**Geometry
Simplified
**

(a *projective* space)

The above finite projective
space is the simplest nontrivial example

of a *Galois *geometry (i.e., a finite geometry
with coordinates in a

finite (that is, *Galois*) field.)

The vertical (Euclidean)
line represents a (Galois) point, as does the horizontal line

and also the vertical-and-horizontal cross that represents the first
two points'

binary sum (i.e., symmetric difference, if the lines are regarded as
sets).

Homogeneous coordinates for the points of this line —

(1,0), (0,1), (1,1).

Here 0 and 1 stand for the elements of the two-element Galois field GF(2).

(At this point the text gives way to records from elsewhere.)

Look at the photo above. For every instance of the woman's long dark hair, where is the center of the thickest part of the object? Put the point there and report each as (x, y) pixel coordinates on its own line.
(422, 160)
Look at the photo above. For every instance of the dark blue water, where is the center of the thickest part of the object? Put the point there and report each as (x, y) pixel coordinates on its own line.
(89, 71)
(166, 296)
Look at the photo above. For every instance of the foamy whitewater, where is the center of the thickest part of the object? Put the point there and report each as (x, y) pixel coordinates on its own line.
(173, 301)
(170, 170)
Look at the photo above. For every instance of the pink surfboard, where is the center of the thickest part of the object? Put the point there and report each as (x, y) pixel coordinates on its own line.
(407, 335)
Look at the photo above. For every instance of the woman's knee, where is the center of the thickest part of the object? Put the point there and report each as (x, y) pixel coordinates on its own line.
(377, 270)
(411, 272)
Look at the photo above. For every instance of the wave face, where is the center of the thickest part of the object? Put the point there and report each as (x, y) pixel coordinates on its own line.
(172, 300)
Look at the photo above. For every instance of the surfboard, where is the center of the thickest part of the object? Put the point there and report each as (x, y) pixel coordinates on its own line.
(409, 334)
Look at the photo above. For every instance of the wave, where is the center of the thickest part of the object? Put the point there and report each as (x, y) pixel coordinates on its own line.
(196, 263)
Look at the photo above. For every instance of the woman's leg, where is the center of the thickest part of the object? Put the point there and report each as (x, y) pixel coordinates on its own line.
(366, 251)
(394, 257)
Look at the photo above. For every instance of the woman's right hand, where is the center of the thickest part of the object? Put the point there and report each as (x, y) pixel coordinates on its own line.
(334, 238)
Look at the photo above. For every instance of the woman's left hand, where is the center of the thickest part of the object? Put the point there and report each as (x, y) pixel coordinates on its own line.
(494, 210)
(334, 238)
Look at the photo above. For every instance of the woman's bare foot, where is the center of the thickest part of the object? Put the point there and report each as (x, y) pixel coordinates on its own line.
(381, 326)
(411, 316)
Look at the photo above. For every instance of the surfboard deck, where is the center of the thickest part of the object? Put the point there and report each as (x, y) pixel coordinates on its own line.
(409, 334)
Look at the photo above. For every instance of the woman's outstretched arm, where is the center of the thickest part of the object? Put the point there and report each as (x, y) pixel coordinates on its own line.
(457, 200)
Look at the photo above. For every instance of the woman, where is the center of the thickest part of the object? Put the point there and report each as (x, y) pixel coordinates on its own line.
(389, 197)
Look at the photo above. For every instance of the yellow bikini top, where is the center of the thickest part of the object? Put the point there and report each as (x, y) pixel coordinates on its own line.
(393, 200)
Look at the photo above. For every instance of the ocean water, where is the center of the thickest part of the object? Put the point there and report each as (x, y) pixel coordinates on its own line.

The 3-point line is the *projective*
space corresponding to the *affine* space

(a plane, not a line) with *four* points —

(an *affine* space)

The (Galois) points of this
affine plane are not the single and combined (Euclidean)

*line segments* that play the role
of points in the 3-point projective line,

but rather the four *subsquares* that the line
segments separate.

For further details, see Galois Geometry.

There are, of course, also
the trivial two-point *affine* space

and the corresponding trivial one-point *projective*
space —

Here again, the points of
the affine space are represented by squares,

and the point of the projective space is represented by a line segment

separating the affine-space squares.